Il testo proposto dalla Commissione europea è una direttiva, cioè un documento che vincola i singoli Paesi membri a raggiungere gli obiettivi prefissati, lasciandoli però liberi di scegliere come attuarli. Presentato nel dicembre 2021, il testo rientra nel Fit for 55, il piano della Commissione europea che ha l’obiettivo di ridurre entro il 2030 le emissioni inquinanti del 55 per cento rispetto ai livelli del 1990.

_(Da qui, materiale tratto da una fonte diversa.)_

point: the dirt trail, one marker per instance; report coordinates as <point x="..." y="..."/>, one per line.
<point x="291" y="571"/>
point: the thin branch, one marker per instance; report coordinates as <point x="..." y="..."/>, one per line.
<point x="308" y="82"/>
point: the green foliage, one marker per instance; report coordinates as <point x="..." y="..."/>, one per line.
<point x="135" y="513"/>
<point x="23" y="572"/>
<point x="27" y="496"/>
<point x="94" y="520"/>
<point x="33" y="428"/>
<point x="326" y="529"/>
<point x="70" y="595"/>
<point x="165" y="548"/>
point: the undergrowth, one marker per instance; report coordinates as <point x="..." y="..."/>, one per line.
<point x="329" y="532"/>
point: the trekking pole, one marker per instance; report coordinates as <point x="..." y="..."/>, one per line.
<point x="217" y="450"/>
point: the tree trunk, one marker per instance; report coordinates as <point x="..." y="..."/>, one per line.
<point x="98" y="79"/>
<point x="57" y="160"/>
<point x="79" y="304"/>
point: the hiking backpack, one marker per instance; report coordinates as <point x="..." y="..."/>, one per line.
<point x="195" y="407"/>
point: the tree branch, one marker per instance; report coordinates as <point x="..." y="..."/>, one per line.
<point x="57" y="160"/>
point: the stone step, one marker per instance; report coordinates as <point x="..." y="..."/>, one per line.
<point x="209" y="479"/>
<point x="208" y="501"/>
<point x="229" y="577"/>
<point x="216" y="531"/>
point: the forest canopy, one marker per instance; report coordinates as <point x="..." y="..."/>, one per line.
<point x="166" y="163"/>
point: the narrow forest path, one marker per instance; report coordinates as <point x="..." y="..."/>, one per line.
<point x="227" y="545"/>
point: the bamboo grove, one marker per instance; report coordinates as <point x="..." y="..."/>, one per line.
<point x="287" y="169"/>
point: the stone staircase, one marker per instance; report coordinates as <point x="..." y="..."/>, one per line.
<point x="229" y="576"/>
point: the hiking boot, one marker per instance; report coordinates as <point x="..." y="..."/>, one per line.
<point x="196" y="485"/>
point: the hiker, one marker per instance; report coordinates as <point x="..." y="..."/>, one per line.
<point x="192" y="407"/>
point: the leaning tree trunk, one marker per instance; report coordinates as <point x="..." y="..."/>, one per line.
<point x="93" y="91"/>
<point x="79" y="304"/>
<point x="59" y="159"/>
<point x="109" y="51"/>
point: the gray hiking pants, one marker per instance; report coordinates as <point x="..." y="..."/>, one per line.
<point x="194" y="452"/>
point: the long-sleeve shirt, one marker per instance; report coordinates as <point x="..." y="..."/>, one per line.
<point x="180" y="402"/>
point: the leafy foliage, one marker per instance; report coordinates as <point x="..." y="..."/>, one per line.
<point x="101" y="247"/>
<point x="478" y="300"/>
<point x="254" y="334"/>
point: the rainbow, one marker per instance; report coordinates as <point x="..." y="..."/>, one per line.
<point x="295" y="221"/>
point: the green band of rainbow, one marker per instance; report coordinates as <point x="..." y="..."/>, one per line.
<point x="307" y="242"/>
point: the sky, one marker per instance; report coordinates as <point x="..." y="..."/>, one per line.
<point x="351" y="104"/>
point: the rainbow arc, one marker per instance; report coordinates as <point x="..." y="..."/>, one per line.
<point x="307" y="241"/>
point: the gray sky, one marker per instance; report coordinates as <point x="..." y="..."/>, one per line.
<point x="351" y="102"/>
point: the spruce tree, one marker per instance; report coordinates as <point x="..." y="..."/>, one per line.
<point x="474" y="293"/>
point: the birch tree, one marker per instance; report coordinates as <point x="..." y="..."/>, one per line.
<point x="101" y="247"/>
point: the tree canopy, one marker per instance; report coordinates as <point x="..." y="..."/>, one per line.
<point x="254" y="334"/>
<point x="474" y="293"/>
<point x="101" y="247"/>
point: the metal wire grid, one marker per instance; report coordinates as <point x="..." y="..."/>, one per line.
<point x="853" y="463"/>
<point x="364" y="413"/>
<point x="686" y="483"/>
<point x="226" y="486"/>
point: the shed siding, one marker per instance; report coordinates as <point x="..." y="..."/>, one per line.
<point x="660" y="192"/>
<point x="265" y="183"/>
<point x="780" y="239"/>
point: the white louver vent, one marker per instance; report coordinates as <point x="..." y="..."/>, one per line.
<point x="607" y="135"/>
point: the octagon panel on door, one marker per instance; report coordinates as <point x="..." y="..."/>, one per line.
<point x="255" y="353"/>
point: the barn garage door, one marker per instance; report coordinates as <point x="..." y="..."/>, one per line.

La Energy performance of buildings directive (Epbd) contenuta nel piano vede l’efficientamento energetico degli edifici come una misura fondamentale per raggiungere gli obiettivi stabiliti dal Fit for 55. Secondo la Commissione, gli edifici sono responsabili di circa il 40 per cento del consumo totale di energia in Europa e di un terzo di tutte le emissioni di gas serra del settore energetico.

Cosa prevede la direttiva

La direttiva della Commissione europea ha due obiettivi principali: il primo è quello di rendere omogenei i sistemi di classificazione energetica degli edifici dei singoli Paesi membri, creando un sistema unificato che va da quelli più efficienti (indicati con A) a quelli più energivori (G). Il secondo, invece, prevede invece che tutti gli edifici residenziali e le unità immobiliari raggiungano almeno la classe E a partire dal primo gennaio 2030, con l’ulteriore impegno a raggiungere la classe D entro il primo gennaio 2033.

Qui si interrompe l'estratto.